Where are the Stars?


Irvin Trigueros

The entrance hallway holds the best glimpse of the stars at LMC as the Planetarium hasn’t been working.

Most colleges do not hold Astronomy classes in their Planetarium. Instead, Astronomy classes are taught in a classroom, and the students are brought to the Planetarium on occasion.

These days, students at Los Medanos College do not have the advantage of using their Planetarium. Why? Because it not currently working, and hasn’t been for some time.

Astronomy Professor Scott Cabral said, “The star projector first stopped working in spring of 2012. The leaking capacitors were discovered during the annual preventative maintenance visit in August 2012. LMC’s IT department replaced the capacitors in Fall 2012. Then the computers stopped working again in Spring 2013.”

“LMC’s IT department and the Ash company that does our annual preventative maintenance on the star projector have been currently working together to get the computers fixed.”

When asked how exactly did the Planetarium get into its current condition, Cabral replied that, “their are two computers that ran the star projector, and those computers’ capacitors inside of them began to leak,” not to mention that those computers were about ten years old.

Cabral said, “a star projector is not necessary to give an astronomy lecture, but I have had students tell me that they think they learn the concept material better when the projector is used as part of the lecture”, showing the importance of the Planetarium for students to understand core concepts.

The Planetarium was built in 1974 when the college was first constructed.
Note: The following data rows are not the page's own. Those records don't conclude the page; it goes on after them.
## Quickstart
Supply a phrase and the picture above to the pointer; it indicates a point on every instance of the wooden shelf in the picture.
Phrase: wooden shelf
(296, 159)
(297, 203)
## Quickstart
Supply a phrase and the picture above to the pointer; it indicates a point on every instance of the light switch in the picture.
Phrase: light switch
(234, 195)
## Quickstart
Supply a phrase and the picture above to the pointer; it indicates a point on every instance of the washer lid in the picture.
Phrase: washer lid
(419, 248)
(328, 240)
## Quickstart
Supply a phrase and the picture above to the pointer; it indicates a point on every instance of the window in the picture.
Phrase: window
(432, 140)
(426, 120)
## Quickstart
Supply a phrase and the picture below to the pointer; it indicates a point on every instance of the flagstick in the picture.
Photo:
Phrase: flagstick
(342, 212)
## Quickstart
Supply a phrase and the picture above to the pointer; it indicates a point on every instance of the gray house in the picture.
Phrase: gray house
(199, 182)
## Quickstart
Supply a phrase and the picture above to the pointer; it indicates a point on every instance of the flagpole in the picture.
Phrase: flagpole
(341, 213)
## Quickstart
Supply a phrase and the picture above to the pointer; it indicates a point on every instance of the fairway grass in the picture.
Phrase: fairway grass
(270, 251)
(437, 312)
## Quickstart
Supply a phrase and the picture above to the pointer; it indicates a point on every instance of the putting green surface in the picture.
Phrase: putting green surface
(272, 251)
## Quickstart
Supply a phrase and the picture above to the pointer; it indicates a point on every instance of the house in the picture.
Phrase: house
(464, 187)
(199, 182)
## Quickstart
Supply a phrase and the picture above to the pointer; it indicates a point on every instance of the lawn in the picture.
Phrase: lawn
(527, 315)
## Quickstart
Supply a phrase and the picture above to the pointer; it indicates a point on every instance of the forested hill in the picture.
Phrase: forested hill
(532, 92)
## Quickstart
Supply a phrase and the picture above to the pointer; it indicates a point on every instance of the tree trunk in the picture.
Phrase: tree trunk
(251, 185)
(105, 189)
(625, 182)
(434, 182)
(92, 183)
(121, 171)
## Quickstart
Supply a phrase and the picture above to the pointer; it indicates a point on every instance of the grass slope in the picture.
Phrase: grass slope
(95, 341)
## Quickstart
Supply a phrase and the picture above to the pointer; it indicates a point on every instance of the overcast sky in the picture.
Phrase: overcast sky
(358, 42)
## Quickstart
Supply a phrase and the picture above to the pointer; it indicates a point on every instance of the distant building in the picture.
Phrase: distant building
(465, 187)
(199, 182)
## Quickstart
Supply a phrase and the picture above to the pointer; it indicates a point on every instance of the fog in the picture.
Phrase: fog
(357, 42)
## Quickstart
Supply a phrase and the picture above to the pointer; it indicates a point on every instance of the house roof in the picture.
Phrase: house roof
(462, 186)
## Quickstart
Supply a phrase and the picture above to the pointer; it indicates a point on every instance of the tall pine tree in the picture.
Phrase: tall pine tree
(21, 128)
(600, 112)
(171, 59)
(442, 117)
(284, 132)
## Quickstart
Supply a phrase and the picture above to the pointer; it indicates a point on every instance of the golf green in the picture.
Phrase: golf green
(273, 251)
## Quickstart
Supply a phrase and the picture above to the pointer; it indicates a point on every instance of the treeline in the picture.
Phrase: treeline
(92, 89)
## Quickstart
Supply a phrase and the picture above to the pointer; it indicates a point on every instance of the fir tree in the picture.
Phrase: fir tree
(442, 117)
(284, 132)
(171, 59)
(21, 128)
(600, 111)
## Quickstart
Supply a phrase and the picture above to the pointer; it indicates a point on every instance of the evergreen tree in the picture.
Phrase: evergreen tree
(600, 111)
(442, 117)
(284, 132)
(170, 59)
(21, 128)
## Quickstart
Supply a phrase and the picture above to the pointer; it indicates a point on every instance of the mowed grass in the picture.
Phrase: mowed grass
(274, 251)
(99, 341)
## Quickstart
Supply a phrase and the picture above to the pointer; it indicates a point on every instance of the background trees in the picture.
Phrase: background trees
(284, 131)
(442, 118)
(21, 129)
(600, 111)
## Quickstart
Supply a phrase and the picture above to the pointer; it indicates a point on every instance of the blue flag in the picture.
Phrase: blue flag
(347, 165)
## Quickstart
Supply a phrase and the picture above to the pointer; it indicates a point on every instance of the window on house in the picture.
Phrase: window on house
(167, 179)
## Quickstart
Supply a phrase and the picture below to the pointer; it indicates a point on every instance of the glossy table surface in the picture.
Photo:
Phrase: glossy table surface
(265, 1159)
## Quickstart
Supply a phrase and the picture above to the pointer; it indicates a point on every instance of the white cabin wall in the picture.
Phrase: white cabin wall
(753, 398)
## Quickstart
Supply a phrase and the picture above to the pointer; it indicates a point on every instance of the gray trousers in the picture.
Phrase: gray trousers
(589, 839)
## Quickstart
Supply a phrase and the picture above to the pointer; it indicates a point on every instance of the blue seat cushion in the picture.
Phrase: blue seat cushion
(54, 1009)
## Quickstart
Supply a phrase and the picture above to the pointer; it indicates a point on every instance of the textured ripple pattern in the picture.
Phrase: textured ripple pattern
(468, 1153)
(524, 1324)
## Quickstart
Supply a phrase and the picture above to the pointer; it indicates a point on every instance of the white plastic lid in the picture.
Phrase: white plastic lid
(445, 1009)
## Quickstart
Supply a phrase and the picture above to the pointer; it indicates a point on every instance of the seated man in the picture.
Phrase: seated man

It originally had small, plastic seats, a crude control panel without the special effects projectors, somewhat ugly wall treatments and carpets and a Spitz A-3, a simple star projector.

In 2003, Dr. Kate Boisvert, who started teaching astronomy at Los Medanos in 1974 supervised a massive renovation of the Planetarium that included a new floor, new carpet, seats, wall panels, special effects projects, a LCD projector, a CRT projector, an array of audio visual equipment and players, speakers, projector windows in the dome, a dome cleaning and a dome painting. There were also new lights put in the catwalk. The cost of the renovation was $300,000.

Then LMC got a new star projector, called a GOTO CHRONOS from the GOTO Company in Japan. They also received a new star projector elevator from the Spitz Company and a new auxiliary special effects system from the Ash Company. The star projector was run by two computers in a new GOTO control console and the Ash auxiliary system was run by a third computer.

The star projector and control console cost $400,000. The star projector showed 8,000 stars along with constellation overlays, the Milky Way, the planets, the Moon and many imaginary lines like the celestial equator and the ecliptic. LMC was the second college in the country to get a CHRONOS projector.

IT Manager Michael Becker said that there are a lot of details on the reconstruction of the Planetarium that are still underway. Many things are still undetermined but they are still working towards an entire renovation of the Planetarium.

The sooner the Planetarium gets back up and running the faster Professor Cabral can do what he does best, brighten the minds of young people with the visually fascinating and brilliant displays and lectures that can only be delivered with the help of the beloved Planetarium.